Die Entfuehrung
Dir Arschloch habe ich es zu verdanken, dass ich jetzt nicht mehr der Mittelsmann bin. Jetzt gibt es eine direkte Verbindung zwischen Auftraggeber und Mann am Abzug. Deswegen bin ich stinksauer auf dich, Tony.
Tony sank tiefer in seinen Sessel. »Ich weiß nicht, was ich sagen soll.«
»Am besten überhaupt nichts. Mach einfach keinen Scheiß. Nie wieder.«
Tony senkte den Kopf. »Versprochen.«
Gambrelli holte tief Luft, um seine Wut abzukühlen. Der Junge war gebührend zerknischt und zeigte Reue. Würde er nicht zur Familie gehören, wäre er schon tot. Aber ob man wollte oder nicht, er gehörte nun mal zur Familie. Wenn Gambrelli Tony bei der Stange halten wollte, musste er seine Stimmung heben. Ein Partner ohne Selbstvertrauen war eine gefährliche Belastung.
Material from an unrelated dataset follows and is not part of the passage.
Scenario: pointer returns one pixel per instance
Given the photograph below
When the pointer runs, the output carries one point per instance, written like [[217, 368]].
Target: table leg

Übers Bett hinweg langte er nach einem weißen Ordner, der auf dem Nachttisch stand. Er hatte vergangene Nacht vor dem Einschlafen darin gelesen. »Hier«, sagte er und warf ihn Tony zu.
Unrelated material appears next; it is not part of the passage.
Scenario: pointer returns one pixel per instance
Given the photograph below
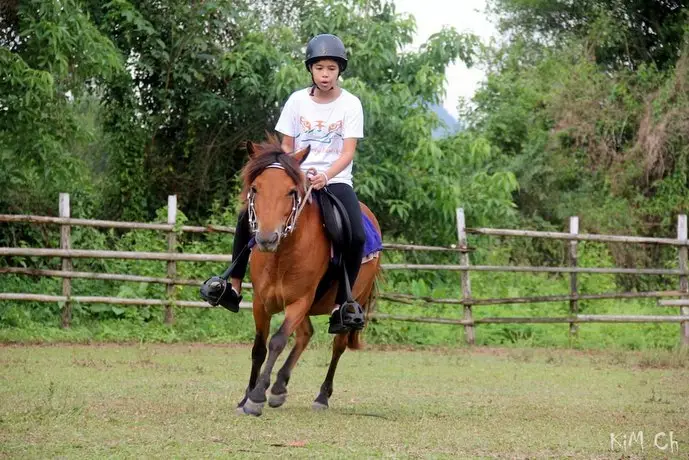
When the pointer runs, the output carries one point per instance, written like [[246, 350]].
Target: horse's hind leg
[[278, 392], [294, 314], [258, 353], [339, 347]]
Tony fing den Ordner auf und betrachtete den Titel: Verschwundene und entführte Kinder. Eine Anleitung für Polizeikräfte zu Falluntersuchung und Aktionsplanung.
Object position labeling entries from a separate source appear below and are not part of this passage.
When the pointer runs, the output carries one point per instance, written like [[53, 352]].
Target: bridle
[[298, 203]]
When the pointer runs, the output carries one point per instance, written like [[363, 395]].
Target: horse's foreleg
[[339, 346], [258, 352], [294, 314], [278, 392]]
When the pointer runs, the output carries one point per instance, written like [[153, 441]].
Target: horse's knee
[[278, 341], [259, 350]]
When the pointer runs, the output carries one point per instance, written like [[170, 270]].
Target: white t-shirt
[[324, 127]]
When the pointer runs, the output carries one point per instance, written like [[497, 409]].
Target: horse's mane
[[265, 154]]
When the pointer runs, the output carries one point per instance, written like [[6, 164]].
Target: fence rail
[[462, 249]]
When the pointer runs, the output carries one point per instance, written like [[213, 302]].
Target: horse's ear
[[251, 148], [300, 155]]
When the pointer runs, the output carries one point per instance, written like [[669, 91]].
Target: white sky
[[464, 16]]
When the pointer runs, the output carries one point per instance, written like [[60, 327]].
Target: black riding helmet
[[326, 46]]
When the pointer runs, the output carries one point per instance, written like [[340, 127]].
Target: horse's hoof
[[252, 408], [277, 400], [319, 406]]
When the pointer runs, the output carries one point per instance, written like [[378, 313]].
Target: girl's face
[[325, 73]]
»Das ist vom Nationalen Zentrum für verschwundene und missbrauchte Kinder herausgegeben worden«, sagte Gambrelli. »Die Bibel für alle Bullen, die Jagd auf Kindesentführer machen. Die Bibel für Männer wie uns, die nicht von ihnen geschnappt werden wollen.«
»Das soll ich alles lesen?«
»Du sollst es in dich aufsaugen. Du musst anfangen, so zu denken wie das FBI. Dieses Buch hier hat ein Special Agent des FBI namens Harley Abrams geschrieben. Wenn du das liest, weißt du genau, wie er denkt - sehr analytisch, Schritt für Schritt. Gestern Abend hab ich noch mal den Teil gelesen, in dem er alle möglichen Motive für Kindesentführung darlegt. Sexuelle Brutalität, Lösegeld, Kinderhandel und noch ein paar andere. Er kommt auf die Gesamtzahl von sieben wahrscheinlichsten Motiven. Zum Schluss stellt er die Überlegung an, dass ein echtes mögliches Motiv politischen Zielen dient. Und da wird es sehr interessant. Er sagt nämlich, dass es in der Geschichte der Vereinigten Staaten noch keinen einzigen Fall von Kindesentführung aus politischen Gründen gegeben hat. Was hältst du davon, Tony?«
Tony riss die Augen weit auf, wie ein Schulkind, das es nicht leiden kann, aufgerufen zu werden. »Keine Ahnung. Vielleicht will er sagen, dass es einfachere Methoden gibt, eine Wahl zu vermasseln, als ein Kind zu entführen.«
»Intelligenter Bursche«, sagte Gambrelli anerkennend. »Sehr intelligenter Bursche. Könnte sein, dass das FBI so denkt. Welche Möglichkeit gibt's noch?«
Tony verzog nachdenklich das Gesicht. »Dass es immer irgendwann das erste Mal ist.«
Gambrelli lächelte schmallippig. »Manchmal denke ich, dass du zu hässlich bist, um der Sohn meiner Schwester zu sein. Aber intelligent genug bist du.« Tony rang sich ein Lächeln ab.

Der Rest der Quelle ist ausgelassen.